What is already known
Pathogens such as dengue and Zika viruses are spread by mosquitoes, which locate potential hosts through sensory cues, including body temperature and carbon dioxide emitted from an animal’s breath. Previous studies have shown that mice infected with the malaria parasite have changes in their odors that make them more attractive to mosquitoes. However, it’s unclear if this is also true for dengue, Zika and other mosquito-borne viruses.
What this research adds
Working in mice, researchers found that mosquitoes showed a preference for animals infected with dengue. These mice produce a molecule called acetophenone, which appears to be particularly attractive to mosquitoes. Odors collected from people with dengue were more attractive to mosquitoes and had more acetophenone, which is a common bacterial waste product. The team found that acetophenone is made by Bacillus bacteria that grow on skin. What’s more, dengue and Zika viruses appeared to alter the skin microbiota of their hosts so that they produce an increased amount of acetophenone.
The findings could help to inform approaches to prevent mosquito-borne diseases.
Mosquitoes spread several diseases, including malaria, yellow fever and dengue fever. Now, researchers have found that mosquito-borne viruses such as dengue and Zika alter the skin microbiota of their hosts in ways that make them more attractive to their insect vector.
The findings, published in Cell, could help to inform approaches to prevent mosquito-borne diseases.
Scientists have known that mosquitoes locate potential hosts through sensory cues, including body temperature and carbon dioxide emitted from an animal’s breath. Previous studies have shown that mice infected with the malaria parasite have changes in their odors that make them more attractive to mosquitoes. However, it’s unclear if this is true also for dengue, Zika and other mosquito-borne viruses.
To address this question, Gong Cheng at Tsinghua University and his colleagues set out to investigate whether, and how, mosquitoes showed a preference for mice infected with flaviviruses such as dengue or Zika viruses.
For six days, the researchers placed 60 mosquitoes in a system of chambers and had the insects smell either healthy mice or mice infected with dengue and Zika viruses. About 70% of the mosquitoes preferred to move towards infected mice rather than healthy ones.
However, if the team placed a filter in the system to prevent mice odors from reaching the mosquitoes, the number of insects that moved toward infected and uninfected mice was comparable.
To identify the odor that drew the mosquitoes toward the mice, the researchers analyzed 20 different gases from the scent emitted by the infected animals. One of them, acetophenone, attracted more mosquitoes than did other gases. Infected mice produced 10 times more acetophenone than uninfected mice, the team found.
Altering the microbiota
Next, the researchers collected odors from people infected with dengue virus and found that those were more attractive to mosquitoes than odors collected from healthy people. What’s more, dengue-infected individuals produced more acetophenone than healthy people.
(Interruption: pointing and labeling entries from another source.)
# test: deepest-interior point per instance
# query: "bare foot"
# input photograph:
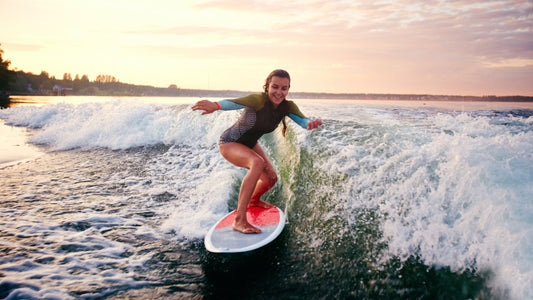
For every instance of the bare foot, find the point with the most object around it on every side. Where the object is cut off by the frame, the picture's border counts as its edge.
(260, 203)
(245, 228)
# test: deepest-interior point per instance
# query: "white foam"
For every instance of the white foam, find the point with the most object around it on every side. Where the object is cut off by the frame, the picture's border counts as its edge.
(118, 124)
(452, 189)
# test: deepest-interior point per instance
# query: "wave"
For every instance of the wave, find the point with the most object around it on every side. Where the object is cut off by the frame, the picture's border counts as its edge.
(372, 185)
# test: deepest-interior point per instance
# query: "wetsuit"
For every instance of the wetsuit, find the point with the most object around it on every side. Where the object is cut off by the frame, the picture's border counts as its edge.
(259, 117)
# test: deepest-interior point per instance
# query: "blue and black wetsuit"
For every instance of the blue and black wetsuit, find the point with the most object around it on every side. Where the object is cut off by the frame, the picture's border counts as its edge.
(259, 117)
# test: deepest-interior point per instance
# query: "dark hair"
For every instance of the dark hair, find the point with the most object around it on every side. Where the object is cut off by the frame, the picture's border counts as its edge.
(283, 74)
(278, 73)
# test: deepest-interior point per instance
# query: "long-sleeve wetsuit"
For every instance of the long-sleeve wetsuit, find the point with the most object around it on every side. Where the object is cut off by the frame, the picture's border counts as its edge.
(259, 117)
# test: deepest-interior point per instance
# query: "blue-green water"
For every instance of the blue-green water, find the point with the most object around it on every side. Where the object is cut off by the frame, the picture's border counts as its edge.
(383, 201)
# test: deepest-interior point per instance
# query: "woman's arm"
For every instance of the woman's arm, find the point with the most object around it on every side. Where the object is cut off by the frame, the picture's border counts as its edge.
(210, 106)
(304, 122)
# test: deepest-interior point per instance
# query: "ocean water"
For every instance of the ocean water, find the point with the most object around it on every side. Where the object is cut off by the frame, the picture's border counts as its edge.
(111, 198)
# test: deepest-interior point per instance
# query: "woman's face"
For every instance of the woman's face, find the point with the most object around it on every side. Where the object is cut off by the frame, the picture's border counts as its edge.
(278, 89)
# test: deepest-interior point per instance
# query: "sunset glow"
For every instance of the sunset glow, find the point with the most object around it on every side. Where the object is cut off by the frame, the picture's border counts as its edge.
(430, 47)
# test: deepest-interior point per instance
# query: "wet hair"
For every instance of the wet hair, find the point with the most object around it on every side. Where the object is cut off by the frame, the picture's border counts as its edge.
(283, 74)
(278, 73)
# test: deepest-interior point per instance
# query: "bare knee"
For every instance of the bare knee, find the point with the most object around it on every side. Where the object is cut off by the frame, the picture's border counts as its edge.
(257, 164)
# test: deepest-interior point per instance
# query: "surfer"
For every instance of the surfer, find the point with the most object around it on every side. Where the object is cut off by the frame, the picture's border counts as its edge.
(238, 144)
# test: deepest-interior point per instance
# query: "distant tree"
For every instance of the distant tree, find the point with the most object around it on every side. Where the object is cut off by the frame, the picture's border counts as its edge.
(6, 76)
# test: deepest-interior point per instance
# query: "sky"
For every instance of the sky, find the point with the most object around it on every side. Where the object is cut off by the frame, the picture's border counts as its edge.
(454, 47)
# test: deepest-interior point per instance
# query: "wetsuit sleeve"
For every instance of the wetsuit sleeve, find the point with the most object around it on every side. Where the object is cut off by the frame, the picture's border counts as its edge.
(229, 105)
(297, 116)
(299, 120)
(255, 101)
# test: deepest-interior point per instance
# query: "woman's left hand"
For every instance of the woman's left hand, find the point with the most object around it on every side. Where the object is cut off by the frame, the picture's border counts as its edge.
(313, 124)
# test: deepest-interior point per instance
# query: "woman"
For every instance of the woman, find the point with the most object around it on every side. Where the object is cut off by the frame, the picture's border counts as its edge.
(238, 144)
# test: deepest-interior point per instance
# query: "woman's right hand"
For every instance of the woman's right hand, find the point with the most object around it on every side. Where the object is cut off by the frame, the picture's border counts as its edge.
(205, 105)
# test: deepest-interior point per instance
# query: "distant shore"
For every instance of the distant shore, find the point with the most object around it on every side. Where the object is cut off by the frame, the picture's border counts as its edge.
(166, 92)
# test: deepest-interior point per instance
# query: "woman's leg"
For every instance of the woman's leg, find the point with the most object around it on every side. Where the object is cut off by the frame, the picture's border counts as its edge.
(244, 157)
(266, 181)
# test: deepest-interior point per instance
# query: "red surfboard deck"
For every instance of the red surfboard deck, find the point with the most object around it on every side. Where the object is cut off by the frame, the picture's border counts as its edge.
(221, 238)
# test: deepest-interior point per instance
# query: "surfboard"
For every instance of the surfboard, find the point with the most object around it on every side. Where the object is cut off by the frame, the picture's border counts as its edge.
(221, 238)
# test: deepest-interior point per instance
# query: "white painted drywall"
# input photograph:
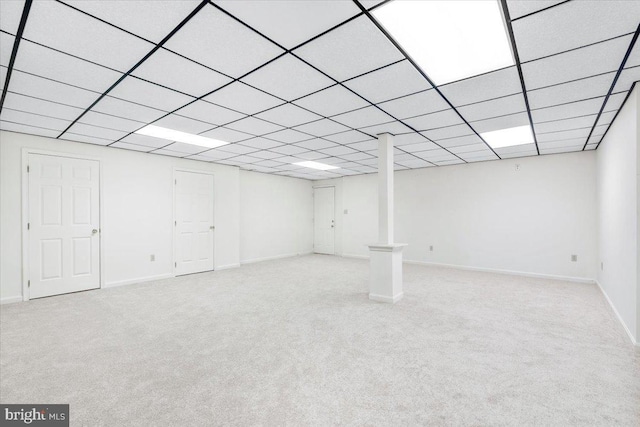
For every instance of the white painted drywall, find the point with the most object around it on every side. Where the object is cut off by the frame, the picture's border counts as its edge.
(485, 215)
(138, 212)
(276, 215)
(618, 187)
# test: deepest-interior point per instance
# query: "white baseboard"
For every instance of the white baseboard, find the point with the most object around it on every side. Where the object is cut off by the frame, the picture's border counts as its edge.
(226, 267)
(489, 270)
(270, 258)
(11, 300)
(137, 280)
(384, 298)
(615, 311)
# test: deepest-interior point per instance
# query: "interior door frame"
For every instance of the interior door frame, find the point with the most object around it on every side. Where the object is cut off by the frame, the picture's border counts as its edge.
(334, 215)
(213, 214)
(25, 212)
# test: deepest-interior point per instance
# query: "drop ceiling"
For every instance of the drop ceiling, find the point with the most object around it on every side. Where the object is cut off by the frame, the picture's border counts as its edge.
(291, 81)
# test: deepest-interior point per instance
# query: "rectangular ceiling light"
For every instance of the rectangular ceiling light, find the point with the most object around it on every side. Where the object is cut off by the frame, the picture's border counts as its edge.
(449, 40)
(176, 135)
(316, 165)
(508, 137)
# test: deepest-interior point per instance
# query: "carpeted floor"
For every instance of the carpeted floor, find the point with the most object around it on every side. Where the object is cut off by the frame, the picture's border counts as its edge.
(297, 342)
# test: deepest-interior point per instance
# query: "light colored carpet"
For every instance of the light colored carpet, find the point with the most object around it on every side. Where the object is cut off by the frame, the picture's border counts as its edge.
(297, 342)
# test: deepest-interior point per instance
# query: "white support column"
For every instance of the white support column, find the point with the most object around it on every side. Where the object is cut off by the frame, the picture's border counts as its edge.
(385, 256)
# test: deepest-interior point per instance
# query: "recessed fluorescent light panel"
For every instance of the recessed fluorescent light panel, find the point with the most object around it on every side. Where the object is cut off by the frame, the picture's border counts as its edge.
(316, 165)
(176, 135)
(508, 137)
(449, 40)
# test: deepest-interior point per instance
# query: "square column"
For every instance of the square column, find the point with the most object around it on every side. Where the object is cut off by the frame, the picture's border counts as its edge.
(385, 256)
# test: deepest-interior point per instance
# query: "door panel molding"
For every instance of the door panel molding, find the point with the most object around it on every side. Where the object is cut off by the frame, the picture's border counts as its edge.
(26, 152)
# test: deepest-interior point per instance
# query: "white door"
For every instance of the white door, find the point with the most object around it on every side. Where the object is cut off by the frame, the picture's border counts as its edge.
(194, 222)
(323, 220)
(63, 225)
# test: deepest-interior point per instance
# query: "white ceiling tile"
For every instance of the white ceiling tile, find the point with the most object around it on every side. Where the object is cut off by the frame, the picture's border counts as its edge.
(331, 101)
(494, 108)
(39, 106)
(175, 72)
(147, 141)
(322, 127)
(226, 134)
(349, 137)
(38, 87)
(407, 139)
(574, 109)
(86, 138)
(518, 8)
(288, 78)
(289, 150)
(565, 124)
(6, 47)
(389, 82)
(420, 146)
(413, 105)
(150, 19)
(238, 149)
(448, 132)
(316, 144)
(337, 150)
(48, 63)
(185, 148)
(290, 23)
(29, 119)
(31, 130)
(394, 128)
(127, 109)
(627, 78)
(350, 50)
(96, 131)
(589, 61)
(150, 95)
(367, 116)
(483, 87)
(288, 115)
(104, 120)
(220, 42)
(434, 120)
(572, 25)
(61, 27)
(261, 143)
(127, 146)
(245, 99)
(184, 124)
(503, 122)
(210, 113)
(289, 136)
(254, 126)
(569, 92)
(563, 135)
(11, 14)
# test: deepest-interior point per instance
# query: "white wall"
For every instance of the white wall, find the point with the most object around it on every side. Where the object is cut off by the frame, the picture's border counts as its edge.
(485, 215)
(138, 211)
(276, 216)
(618, 186)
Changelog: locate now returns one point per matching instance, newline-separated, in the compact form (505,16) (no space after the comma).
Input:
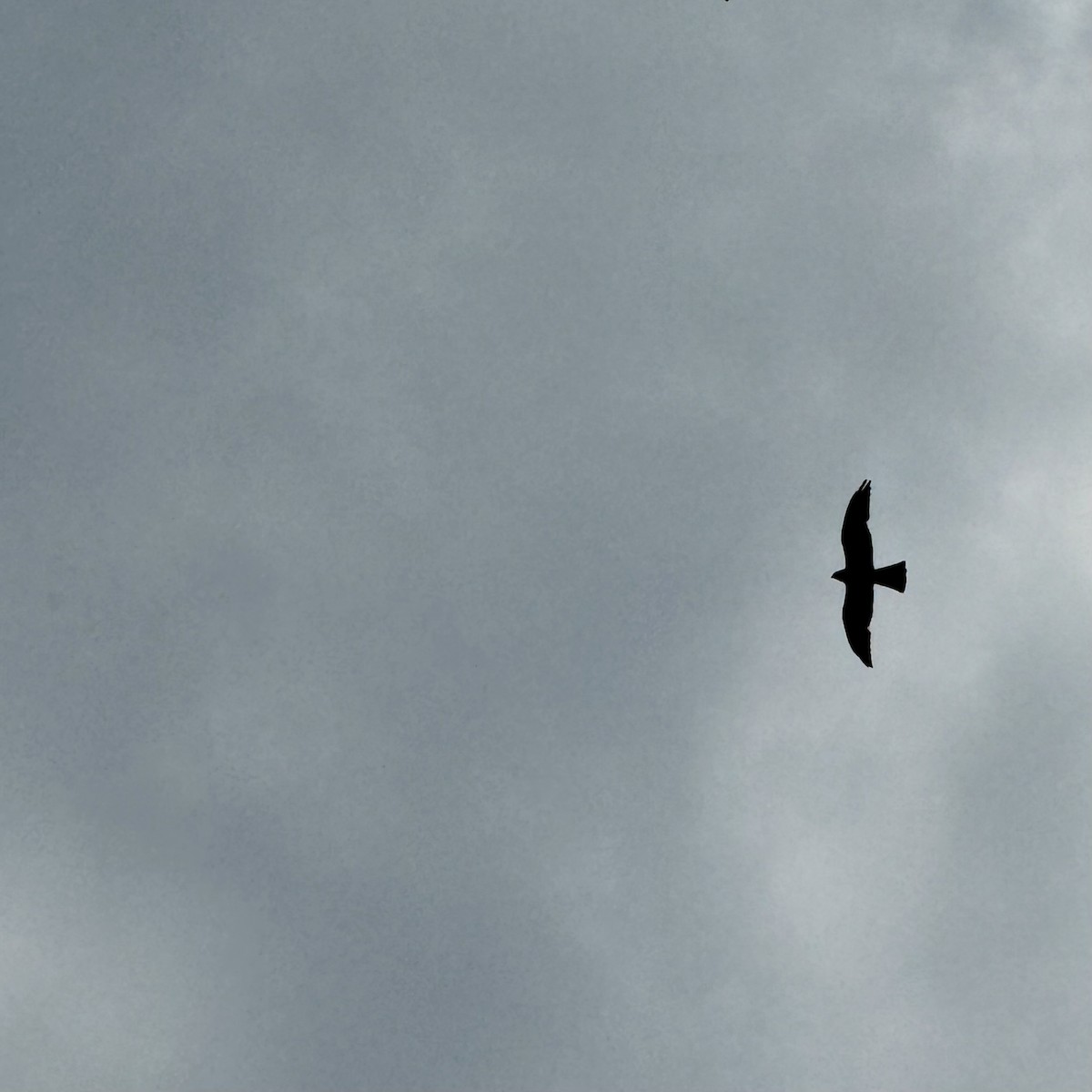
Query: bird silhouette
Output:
(860,577)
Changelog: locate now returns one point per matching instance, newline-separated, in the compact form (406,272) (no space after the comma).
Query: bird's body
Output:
(861,577)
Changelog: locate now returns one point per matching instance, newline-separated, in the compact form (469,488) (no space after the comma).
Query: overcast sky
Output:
(426,431)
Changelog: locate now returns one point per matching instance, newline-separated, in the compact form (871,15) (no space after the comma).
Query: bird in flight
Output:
(860,577)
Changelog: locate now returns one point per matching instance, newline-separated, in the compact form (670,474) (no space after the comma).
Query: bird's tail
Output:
(893,576)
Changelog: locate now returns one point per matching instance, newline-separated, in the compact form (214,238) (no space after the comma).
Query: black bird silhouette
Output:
(858,574)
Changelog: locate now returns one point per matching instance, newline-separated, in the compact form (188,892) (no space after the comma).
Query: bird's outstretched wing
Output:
(856,540)
(856,618)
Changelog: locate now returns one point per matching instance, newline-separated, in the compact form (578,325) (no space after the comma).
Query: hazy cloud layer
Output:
(426,432)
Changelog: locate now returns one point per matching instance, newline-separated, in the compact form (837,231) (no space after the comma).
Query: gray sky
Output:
(426,434)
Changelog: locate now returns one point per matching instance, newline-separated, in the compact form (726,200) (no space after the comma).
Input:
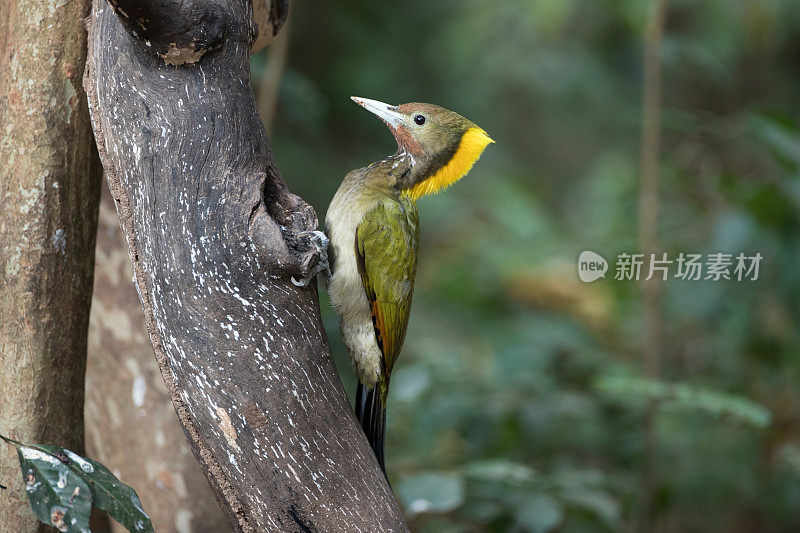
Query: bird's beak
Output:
(387,113)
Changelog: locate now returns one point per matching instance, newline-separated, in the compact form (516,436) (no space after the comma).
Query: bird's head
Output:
(443,145)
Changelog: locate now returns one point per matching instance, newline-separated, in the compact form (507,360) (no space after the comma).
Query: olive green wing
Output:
(386,252)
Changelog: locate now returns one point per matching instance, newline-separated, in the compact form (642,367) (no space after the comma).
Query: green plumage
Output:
(386,246)
(373,228)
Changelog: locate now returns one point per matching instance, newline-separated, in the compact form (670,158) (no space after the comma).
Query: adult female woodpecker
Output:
(373,228)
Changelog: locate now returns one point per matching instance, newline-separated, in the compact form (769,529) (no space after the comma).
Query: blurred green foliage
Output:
(519,400)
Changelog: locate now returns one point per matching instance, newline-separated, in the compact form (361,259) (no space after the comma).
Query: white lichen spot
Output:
(183,521)
(138,391)
(59,240)
(85,465)
(32,454)
(227,428)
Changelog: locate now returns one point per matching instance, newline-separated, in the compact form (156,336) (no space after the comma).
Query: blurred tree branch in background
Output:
(650,179)
(49,188)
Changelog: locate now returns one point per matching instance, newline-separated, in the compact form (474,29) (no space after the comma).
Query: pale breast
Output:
(345,288)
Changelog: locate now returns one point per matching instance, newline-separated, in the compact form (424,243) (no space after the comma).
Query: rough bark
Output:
(49,186)
(213,234)
(130,423)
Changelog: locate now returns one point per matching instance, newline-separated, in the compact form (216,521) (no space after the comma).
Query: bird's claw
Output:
(317,261)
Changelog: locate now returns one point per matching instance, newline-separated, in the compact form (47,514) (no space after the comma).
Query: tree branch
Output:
(212,232)
(49,186)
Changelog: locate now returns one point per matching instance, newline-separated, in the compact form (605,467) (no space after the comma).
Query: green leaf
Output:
(540,514)
(433,492)
(58,496)
(680,396)
(62,486)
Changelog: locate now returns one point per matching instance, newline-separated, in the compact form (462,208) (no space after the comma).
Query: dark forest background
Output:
(521,400)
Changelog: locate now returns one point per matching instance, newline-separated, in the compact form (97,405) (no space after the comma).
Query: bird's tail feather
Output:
(371,413)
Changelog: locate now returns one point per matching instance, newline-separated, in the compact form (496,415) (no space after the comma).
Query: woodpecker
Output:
(373,227)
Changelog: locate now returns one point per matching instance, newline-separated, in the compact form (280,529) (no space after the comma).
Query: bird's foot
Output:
(316,261)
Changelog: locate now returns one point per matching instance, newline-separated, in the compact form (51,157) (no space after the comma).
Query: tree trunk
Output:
(213,234)
(130,423)
(49,185)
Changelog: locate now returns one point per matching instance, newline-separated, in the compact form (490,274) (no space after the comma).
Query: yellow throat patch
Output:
(472,144)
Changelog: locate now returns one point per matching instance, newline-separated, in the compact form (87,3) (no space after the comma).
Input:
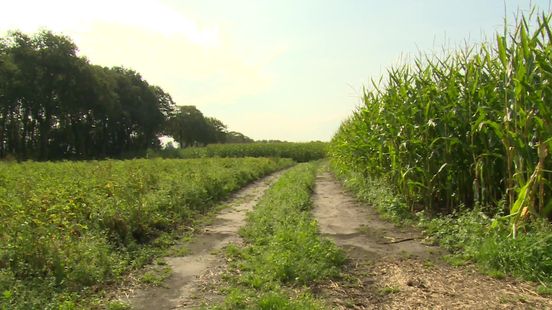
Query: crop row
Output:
(300,152)
(473,127)
(71,226)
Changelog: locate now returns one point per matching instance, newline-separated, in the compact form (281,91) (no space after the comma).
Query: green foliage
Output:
(473,236)
(379,194)
(300,152)
(71,226)
(473,127)
(283,248)
(54,104)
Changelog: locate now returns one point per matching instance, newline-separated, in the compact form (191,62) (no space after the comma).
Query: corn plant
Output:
(472,127)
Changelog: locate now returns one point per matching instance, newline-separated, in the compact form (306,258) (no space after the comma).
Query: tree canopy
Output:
(55,104)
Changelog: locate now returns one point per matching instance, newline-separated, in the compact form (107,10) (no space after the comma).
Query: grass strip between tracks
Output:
(284,252)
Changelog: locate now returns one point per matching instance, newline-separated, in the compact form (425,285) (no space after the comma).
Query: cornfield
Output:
(472,127)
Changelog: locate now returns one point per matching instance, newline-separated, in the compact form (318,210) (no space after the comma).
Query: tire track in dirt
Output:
(390,269)
(179,289)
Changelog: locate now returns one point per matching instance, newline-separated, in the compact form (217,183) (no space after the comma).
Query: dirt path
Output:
(391,269)
(179,289)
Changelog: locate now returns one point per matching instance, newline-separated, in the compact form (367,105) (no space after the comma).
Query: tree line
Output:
(55,104)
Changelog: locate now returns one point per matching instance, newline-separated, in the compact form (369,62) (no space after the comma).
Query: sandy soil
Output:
(178,291)
(390,268)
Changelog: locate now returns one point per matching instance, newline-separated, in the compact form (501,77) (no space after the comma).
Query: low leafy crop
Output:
(472,236)
(300,152)
(283,249)
(70,227)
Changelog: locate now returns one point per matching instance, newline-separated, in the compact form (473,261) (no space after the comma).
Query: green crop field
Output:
(71,226)
(300,152)
(468,134)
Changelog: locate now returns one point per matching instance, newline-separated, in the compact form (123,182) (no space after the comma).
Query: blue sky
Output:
(271,69)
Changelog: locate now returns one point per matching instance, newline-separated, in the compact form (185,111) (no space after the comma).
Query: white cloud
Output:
(195,60)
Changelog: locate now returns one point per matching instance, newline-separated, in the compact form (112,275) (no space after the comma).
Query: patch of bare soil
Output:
(390,267)
(186,273)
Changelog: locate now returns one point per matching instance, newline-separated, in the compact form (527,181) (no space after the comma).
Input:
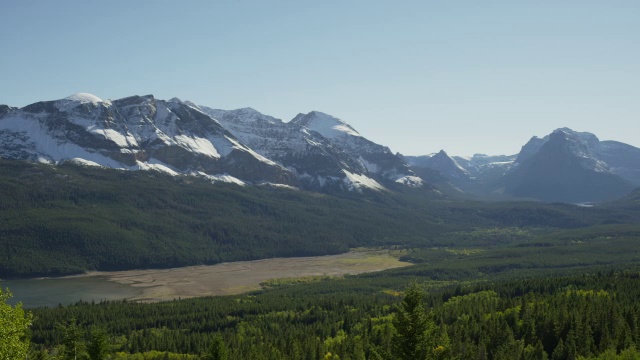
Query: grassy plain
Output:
(244,276)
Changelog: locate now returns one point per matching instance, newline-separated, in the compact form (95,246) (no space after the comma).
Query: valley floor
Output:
(244,276)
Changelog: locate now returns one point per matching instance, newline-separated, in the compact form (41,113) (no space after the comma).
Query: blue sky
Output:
(417,76)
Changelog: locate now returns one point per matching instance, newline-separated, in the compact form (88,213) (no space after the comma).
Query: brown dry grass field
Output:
(243,276)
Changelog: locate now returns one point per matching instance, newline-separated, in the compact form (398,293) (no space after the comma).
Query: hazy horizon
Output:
(417,77)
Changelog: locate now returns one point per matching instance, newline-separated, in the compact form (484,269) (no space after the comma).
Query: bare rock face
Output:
(314,151)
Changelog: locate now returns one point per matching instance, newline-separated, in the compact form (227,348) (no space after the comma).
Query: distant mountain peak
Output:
(76,100)
(325,124)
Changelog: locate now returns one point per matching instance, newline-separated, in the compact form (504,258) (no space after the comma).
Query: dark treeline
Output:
(595,315)
(69,219)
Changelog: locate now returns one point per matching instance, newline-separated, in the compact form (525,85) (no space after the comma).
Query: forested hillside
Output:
(593,315)
(69,219)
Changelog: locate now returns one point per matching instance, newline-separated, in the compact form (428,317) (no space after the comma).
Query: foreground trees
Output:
(14,323)
(415,332)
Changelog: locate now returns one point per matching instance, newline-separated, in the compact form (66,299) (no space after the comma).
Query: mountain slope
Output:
(181,138)
(565,168)
(134,133)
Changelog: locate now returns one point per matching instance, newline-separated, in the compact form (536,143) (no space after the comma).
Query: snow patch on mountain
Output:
(74,100)
(327,125)
(197,145)
(220,178)
(157,165)
(358,182)
(41,145)
(411,181)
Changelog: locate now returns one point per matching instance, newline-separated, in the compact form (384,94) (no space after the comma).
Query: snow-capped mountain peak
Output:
(316,151)
(72,101)
(326,125)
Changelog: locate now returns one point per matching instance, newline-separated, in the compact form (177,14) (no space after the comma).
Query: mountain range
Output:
(313,151)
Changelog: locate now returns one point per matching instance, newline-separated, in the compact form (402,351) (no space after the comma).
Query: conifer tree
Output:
(414,338)
(14,324)
(217,349)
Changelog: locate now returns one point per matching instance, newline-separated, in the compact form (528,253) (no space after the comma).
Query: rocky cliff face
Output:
(176,137)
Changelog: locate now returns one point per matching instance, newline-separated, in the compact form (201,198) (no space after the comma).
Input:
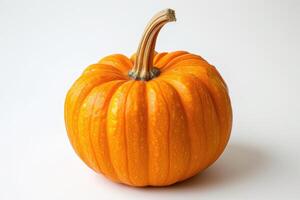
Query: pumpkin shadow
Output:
(236,164)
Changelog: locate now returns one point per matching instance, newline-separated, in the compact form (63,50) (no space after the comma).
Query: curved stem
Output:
(143,68)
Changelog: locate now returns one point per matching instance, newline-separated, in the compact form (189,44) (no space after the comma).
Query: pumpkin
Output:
(150,120)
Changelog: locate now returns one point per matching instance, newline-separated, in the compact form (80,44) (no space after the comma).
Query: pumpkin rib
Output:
(226,126)
(125,132)
(136,133)
(214,105)
(168,111)
(147,130)
(80,83)
(76,109)
(158,137)
(115,175)
(184,121)
(115,132)
(89,132)
(204,88)
(114,87)
(171,84)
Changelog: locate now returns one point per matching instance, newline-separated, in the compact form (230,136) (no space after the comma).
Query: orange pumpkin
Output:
(154,119)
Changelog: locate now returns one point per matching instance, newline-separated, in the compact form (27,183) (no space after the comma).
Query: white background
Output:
(45,45)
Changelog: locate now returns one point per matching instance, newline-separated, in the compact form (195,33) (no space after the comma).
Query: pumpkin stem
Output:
(143,68)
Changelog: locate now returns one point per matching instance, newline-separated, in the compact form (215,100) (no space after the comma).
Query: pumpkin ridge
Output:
(169,118)
(125,132)
(77,108)
(69,119)
(186,171)
(117,84)
(147,127)
(107,100)
(214,105)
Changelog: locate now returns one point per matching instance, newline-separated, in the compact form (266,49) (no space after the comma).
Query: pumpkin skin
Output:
(154,132)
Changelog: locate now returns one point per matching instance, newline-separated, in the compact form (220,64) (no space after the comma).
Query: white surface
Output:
(45,45)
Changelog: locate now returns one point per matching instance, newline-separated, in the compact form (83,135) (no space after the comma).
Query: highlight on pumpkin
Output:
(150,120)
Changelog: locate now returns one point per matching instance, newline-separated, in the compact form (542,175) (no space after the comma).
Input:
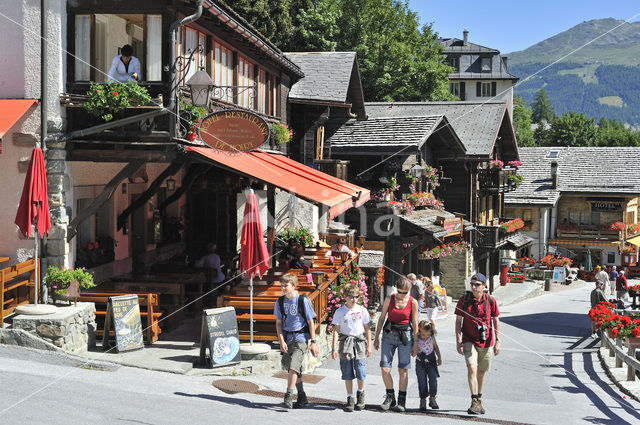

Acetophenone is a common bacterial waste product, so the researchers tested whether the skin microbiota was involved in its production. Mice that lacked skin bacteria produced almost no acetophenone and attracted significantly less mosquitoes than those with skin bacteria.
Bacillus bacteria on the skin were major producers of acetophenone, and their levels was increased in infected mice, the team found. The findings suggest that dengue and Zika viruses are able to change their host’s odor by altering the skin microbiota, the researchers say.